Adam Karpf, PhD
University of Nebraska Medical Center
2018 Kirwin-Hinton Bridge Funding Award
Rhno1 in High-Grade Serous Ovarian Cancer
High-grade serous ovarian cancer (HGSOC) is the most common and deadly form of ovarian cancer, accounting for about 25,000 cases and 15,000 deaths in the United States every year. New and improved therapies are critically needed for HGSOC. Drugs targeting proteins that respond to “stress” during DNA replication have shown promise, with some being tested in clinical trials for several types of cancers.

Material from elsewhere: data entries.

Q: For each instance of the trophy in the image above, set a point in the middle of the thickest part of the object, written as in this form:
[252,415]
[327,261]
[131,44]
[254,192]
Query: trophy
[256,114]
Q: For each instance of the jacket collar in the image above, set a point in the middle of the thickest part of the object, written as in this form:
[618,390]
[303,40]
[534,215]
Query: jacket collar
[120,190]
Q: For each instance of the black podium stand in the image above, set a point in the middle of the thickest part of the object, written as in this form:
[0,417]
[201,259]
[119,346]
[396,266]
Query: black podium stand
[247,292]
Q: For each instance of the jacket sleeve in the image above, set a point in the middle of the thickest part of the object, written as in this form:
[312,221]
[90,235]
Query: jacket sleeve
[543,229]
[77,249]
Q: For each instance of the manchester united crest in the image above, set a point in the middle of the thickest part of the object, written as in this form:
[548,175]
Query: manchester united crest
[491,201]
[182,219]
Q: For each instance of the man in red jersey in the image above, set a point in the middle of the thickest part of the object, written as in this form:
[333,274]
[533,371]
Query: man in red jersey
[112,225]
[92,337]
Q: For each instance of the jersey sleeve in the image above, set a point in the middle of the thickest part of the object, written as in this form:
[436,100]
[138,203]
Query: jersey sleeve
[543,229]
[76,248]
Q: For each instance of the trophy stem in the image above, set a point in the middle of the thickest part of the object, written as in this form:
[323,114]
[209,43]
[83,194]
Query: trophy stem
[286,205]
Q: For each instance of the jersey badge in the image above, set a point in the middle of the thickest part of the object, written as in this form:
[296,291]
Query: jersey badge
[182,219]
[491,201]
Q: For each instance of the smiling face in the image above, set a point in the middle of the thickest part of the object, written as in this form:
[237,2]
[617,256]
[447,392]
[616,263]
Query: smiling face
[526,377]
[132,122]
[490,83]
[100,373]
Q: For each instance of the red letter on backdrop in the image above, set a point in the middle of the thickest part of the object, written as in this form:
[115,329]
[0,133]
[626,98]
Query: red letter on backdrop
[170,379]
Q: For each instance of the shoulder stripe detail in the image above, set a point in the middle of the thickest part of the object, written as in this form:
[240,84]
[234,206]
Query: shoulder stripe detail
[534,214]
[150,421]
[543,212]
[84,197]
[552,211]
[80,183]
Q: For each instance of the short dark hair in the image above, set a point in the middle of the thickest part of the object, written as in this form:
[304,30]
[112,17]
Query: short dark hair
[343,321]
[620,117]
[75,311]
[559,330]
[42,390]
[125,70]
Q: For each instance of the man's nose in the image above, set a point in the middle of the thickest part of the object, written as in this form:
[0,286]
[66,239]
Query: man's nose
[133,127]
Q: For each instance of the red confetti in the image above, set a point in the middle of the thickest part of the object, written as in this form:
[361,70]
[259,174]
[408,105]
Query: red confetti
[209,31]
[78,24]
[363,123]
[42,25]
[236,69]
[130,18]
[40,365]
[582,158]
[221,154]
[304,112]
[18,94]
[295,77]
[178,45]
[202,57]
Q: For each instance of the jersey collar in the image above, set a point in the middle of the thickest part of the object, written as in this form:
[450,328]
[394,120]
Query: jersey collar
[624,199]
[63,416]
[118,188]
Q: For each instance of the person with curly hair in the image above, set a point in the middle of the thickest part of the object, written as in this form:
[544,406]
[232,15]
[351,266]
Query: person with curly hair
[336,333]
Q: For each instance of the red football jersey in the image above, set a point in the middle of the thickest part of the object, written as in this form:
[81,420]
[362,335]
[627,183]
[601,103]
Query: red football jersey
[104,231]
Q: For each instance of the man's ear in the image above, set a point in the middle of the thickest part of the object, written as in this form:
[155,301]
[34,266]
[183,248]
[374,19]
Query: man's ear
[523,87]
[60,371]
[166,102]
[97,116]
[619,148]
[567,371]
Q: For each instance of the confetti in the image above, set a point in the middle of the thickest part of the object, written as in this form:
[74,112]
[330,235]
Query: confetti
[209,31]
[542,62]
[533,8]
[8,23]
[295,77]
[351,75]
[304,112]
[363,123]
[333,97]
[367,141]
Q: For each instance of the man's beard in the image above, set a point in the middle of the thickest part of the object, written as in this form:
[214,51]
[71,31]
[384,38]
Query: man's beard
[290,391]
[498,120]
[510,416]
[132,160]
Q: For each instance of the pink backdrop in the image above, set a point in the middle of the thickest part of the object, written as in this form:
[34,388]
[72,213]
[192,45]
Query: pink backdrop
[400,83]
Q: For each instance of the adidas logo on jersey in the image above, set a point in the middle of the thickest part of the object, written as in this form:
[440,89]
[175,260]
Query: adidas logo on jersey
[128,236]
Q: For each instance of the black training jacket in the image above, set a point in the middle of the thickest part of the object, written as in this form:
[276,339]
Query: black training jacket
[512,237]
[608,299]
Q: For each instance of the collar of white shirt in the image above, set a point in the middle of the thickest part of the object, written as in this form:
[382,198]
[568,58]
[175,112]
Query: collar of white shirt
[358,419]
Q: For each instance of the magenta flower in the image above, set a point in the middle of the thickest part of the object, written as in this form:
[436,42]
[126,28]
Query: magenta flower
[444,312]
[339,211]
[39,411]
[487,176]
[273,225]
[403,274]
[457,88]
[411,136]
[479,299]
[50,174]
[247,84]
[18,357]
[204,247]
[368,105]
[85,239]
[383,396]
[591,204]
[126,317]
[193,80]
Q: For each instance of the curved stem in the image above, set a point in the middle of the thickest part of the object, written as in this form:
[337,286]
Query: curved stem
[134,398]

Dr. Karpf’s research project focuses on a protein called Rhno1, which is also involved in this stress response process. Early studies have shown that increased amounts of Rhno1 are found in high-grade serous ovarian cancer and are associated with lower survival in patients. In lab experiments, increased Rhno1 levels have been shown to promote the growth and survival of ovarian cancer cells.
In this Bridge Funding Award study, Dr. Karpf will develop two different kinds of mouse models in which Rhno1 function or levels are changed to understand how change in Rhno1 leads to ovarian cancer. This study is important as levels of Rhno1 may affect how patients respond to new therapies (i.e.Wee1, ATR, Chk1 inhibitors) that target cell replication stress. Additionally, Rhno1 may itself be an effective target for which therapies can be developed in future studies.